Recitation in the Homeschool

So picking up from last time, how might we incorporate recitation into our days?

Again, I'm thinking here not just of memory work (which she deals with in the next section and which I do want to chat about another time), but also of reading aloud beautifully.  In many ways, there is obviously going to be some crossover in how we might practice the two.  We already do quite a bit of gentle memorization here, but the skill of elocution, the preparation of a piece to share, the interpretation of a poem or passage for a listening audience--I haven't incorporated these formally at all so far, so that's what I want to consider here.  My two oldest were early readers, so our homeschool schedule doesn't involve phonics practice or reading lessons...and because of that, I have been wondering whether they are having enough practice reading aloud.  I considered adding a "read aloud" checkbox as part of our daily work, but their reading has taken off so well that it just hasn't been a priority for me.  But I think now is a great time to throw in some elocution practice.  And what's elocution without an audience?  So this is all quite timely.

So how might recitation look in a homeschool?

:: A weekly teatime or group learning time at which family members can recite a poem or passage, either one they have memorized or one that they would simply like to read for the group.  This is reminiscent of Mr.

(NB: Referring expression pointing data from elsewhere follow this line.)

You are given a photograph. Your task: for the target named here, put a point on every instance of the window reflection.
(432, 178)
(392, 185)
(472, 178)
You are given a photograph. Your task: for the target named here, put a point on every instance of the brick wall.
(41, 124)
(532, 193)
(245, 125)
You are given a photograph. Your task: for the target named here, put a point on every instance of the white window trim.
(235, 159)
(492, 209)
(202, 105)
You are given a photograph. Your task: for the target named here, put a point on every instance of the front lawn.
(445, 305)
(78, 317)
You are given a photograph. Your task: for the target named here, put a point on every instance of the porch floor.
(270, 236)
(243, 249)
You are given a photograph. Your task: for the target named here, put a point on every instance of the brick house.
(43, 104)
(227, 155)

Burrell's suggestion at the end of his article:
"Parents should put aside one hour a month (only an hour), when all the family can gather round the fire, and you can hear some of the pieces that have been learnt. Why should not the father and elder brothers take an interest in such things? Is it all to be left to the mother's taste and care? You do not know the pleasure that you give, the lessons you will learn, the lessons you may teach, the talents you foster, by a word or two of quiet discriminating praise, or by a sympathetic silence."
:: The same thing could be done with a homeschool group, maybe as a quarterly activity or as part of a park day or nature study outing.  You might even choose something appropriate for the change in seasons and do the recitations outdoors.

:: Reading quality picture books "clearly, sweetly, and convincingly" to younger siblings can be a wonderful way for an older child to practice elocution and delivery.  And toddlers can make a captivated and appreciative audience!

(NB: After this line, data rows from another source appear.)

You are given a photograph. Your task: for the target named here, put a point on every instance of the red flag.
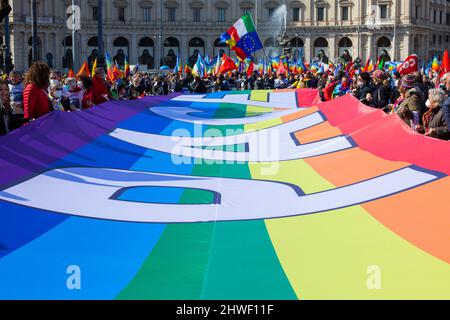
(281, 69)
(410, 65)
(227, 64)
(445, 63)
(84, 70)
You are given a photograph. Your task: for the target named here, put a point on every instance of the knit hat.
(378, 74)
(408, 81)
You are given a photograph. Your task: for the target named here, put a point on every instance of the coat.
(35, 102)
(440, 125)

:: Recitations would naturally be part of end-of-term exams, and Miss Mason suggests doing these in front of fathers.  So perhaps a special end-of-term evening with Daddy that includes sharing of memorized pieces, singing of hymns and folk songs learned, and the reading of a few favorite passages from the assignments of that session.

:: A recitation can make a wonderful "gift" for a family member: perhaps the children could choose a piece to recite for grandpa's birthday or to perform at the Mother's Day luncheon you're hosting for the grandmothers.

:: Holiday recitations are very fun: a Christmas Eve performance for the extended family (this is an annual tradition for us!), an Easter morning reading, a recitation of something patriotic for President's Day or the Fourth of July...the options are endless.

:: Practice it yourself!  We mothers have lots of opportunities to model "beautiful and perfect" reading to our children, and we should take advantage of those both to be a good model for our children and for the many benefits I outlined last time.  I find reading aloud to be lots of fun, but I know not everyone does.  The Read-Aloud Handbook has lots of suggestions for those who want to improve or just want ideas for keeping things fresh.  Mr. Burrell's books seem to be wonderful resources as well.

So are you incorporating recitation in your homeschool?  Do you have other suggestions to share?  I'd love hear other ideas for how to incorporate this most educative subject into our days!